简体繁体 English

用于时间序列预测的 LSTM 中特定时期后的嘈杂火车损失（Keras）

[英]Noisy train loss after specific epoch in LSTM for time series forecasting (Keras)

原文 2019-10-24 14:29:55 7 1 python/ keras/ time-series/ lstm/ loss

I'm training LSTM model for time series forecasting.我正在训练 LSTM model 进行时间序列预测。 This is the train loss plot.这是火车损失 plot。

This is a one-step-ahead forecasting case, so I'm training the model using a rolling window.这是一个提前一步的预测案例，所以我正在使用滚动 window 训练 model。 Here, we have 26 steps of forecasting (for every step, I train the model again).在这里，我们有 26 个步骤的预测（对于每一步，我再次训练 model）。 As you can see, after Epoch #25~27, the training loss suddenly will be so noisily.如您所见，在 Epoch #25~27 之后，训练损失突然变得如此嘈杂。 Why we have this behaviour?为什么我们有这种行为？

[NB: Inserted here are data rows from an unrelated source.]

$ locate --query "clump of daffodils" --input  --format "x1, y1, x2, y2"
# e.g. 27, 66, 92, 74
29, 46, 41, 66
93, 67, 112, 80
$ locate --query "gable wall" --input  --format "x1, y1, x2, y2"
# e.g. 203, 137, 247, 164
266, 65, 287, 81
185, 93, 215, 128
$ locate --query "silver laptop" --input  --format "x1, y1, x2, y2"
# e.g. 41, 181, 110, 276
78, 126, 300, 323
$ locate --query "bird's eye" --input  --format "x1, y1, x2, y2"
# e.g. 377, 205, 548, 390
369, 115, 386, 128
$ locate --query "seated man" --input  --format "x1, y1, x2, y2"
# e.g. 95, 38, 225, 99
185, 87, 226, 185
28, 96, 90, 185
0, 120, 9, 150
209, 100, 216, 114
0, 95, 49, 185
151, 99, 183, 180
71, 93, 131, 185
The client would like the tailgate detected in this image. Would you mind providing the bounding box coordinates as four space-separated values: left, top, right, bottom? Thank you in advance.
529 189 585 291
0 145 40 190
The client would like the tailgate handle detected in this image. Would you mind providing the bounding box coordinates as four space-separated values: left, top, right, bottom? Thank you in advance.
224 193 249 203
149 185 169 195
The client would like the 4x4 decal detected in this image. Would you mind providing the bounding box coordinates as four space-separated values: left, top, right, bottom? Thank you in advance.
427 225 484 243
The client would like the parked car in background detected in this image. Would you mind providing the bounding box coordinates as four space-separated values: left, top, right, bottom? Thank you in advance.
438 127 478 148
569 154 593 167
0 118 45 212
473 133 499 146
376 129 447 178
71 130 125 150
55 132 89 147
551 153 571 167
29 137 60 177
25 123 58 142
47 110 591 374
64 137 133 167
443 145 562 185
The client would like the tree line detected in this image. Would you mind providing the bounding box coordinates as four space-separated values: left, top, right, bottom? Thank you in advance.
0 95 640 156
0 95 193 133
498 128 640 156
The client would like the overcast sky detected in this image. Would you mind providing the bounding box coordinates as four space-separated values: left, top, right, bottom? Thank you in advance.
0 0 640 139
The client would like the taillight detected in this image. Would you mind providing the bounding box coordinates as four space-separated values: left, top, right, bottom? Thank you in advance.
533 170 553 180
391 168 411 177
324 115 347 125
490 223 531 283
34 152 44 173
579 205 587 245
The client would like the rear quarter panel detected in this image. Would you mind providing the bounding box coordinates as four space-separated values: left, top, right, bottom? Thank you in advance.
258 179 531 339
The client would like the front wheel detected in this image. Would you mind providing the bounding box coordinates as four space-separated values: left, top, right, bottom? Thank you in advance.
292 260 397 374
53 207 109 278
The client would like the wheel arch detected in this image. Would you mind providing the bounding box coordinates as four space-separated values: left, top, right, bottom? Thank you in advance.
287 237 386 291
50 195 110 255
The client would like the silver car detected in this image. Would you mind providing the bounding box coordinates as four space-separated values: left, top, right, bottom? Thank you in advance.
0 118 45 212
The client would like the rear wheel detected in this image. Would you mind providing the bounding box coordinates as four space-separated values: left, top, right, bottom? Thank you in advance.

Ps.附言。 I'm using LSTM with tanh activation.我正在使用带有tanh激活的 LSTM。 Also, I used L1 and L2 regularization, but the behaviour is the same.另外，我使用了L1和L2正则化，但行为是相同的。 The layer after LSTM is a Dense layer with linear activation, I MinMaxScaler is applied on input data and the optimizer is Adam . LSTM之后的层是具有linear激活的Dense层，I MinMaxScaler应用于输入数据，优化器是Adam 。 I also see the same behaviour in validation dataset.我在验证数据集中也看到了同样的行为。

1 个解决方案

Are you using gradient clipping if so not that could help you since gradient values become really, really small or large making it very difficult to make further progress for the model to learn better.如果不是这样，您是否使用渐变剪裁可以帮助您，因为渐变值变得非常非常小或大，使得 model 学习更好地取得进一步进展非常困难。 The recurrent layer may have created this valley of loss that you may be missing because the gradient is too large.循环层可能已经创建了这个损失谷，你可能会因为梯度太大而错过它。